Closed fredsonaguiar closed 3 years ago
We can proliferate the number of types in the vocabulary OR we can just add and extra property in Word indicating their part-of-speech... In the DTD, they have a single tag for a lexical form
https://github.com/globalwordnet/schemas/blob/master/WN-LMF-1.1.dtd#L57
The Lemon also uses only a single Type
https://globalwordnet.github.io/schemas/#rdf
The original model we adopted also used only a single type for words with an extra specialization only to collocations:
I prefer only a single type Word
for now.
I agree with a single type for now, but we still need to expand some of the current Words for each POS it has, otherwise, we wouldn't be able to deal with those POS specific informations.

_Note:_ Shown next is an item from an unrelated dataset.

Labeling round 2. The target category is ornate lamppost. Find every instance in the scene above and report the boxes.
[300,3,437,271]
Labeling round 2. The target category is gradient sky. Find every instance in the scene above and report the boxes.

The problem is to remap predications. Words are objects of wn30:word
, nomlex:noun
and nomlex:verb
. We need to pay attention to it.
Perfect, slipt a Word like dog
into two: the verb and the noun. I agree. But both, for now, will be of type Word
.
For now, we describe the new property wn30:pos
in 7fb7f56dd4869f0297af08c35d248669b49d2458, and expand Word
s, as discussed, considering related Sense
s and Nomlex
es, in 156d2e10e178c62b4f1cc2573e3bcbf23bdb561f. We do so through this script.
Running and responses:
python3 pyownpt/cli/words_unique_pos.py own-files/own-en-words.ttl -l en -o own-en-words.ttl -v
INFO:root:loading data from file 'own-files/own-en-words.ttl'
INFO:ownpt:start formatting Words to unique POS
INFO:ownpt:action applied to 148730 words
total: 676730 triples added
total: 504438 triples removed
INFO:root:serializing output to 'own-en-words.ttl'
python3 pyownpt/cli/words_unique_pos.py own-files/own-pt-words.ttl own-files/own-pt-morphosemantic-links.ttl -l pt -o own-pt-words-morpho.nt -v
INFO:root:loading data from file 'own-files/own-pt-words.ttl'
INFO:root:loading data from file 'own-files/own-pt-morphosemantic-links.ttl'
INFO:ownpt:start formatting Words to unique POS
INFO:ownpt:action applied to 57972 words
total: 270132 triples added
total: 208188 triples removed
INFO:root:serializing output to 'own-pt-words-morpho.nt'
We got the new definitions considering wn30:pos
. The parts-of-speech to expand were exatracted based on the related senses to that word. For instance, for the word dog:
-<https://w3id.org/own-pt/wn30-en/instances/word-dog> a wn30:Word ;
- wn30:lexicalForm "dog"@en .
[...]
+<https://w3id.org/own-pt/wn30-en/instances/word-dog-v> a wn30:Word ;
+ wn30:lexicalForm "dog"@en ;
+ wn30:pos "v" .
[...]
+<https://w3id.org/own-pt/wn30-en/instances/word-dog-n> a wn30:Word ;
+ wn30:lexicalForm "dog"@en ;
+ wn30:pos "n" .
From https://wordnet.princeton.edu/documentation/wndb5wn, alongside with #175, we learned that the same
Lemma
might have different behaviors and associated informations depending on itsPOS
. For instance, the exceptional forms for lemma "taxi" occur differently in different files:noun.exc : taxies taxi
andverb.exc : taxying taxi
.The solution in this case should be to define words with different types, such as
VerbWord
,NoumWord
,AdverbWord
andAdjectiveWords
, or at lest define unique URIs for words with same Lemma but different POS.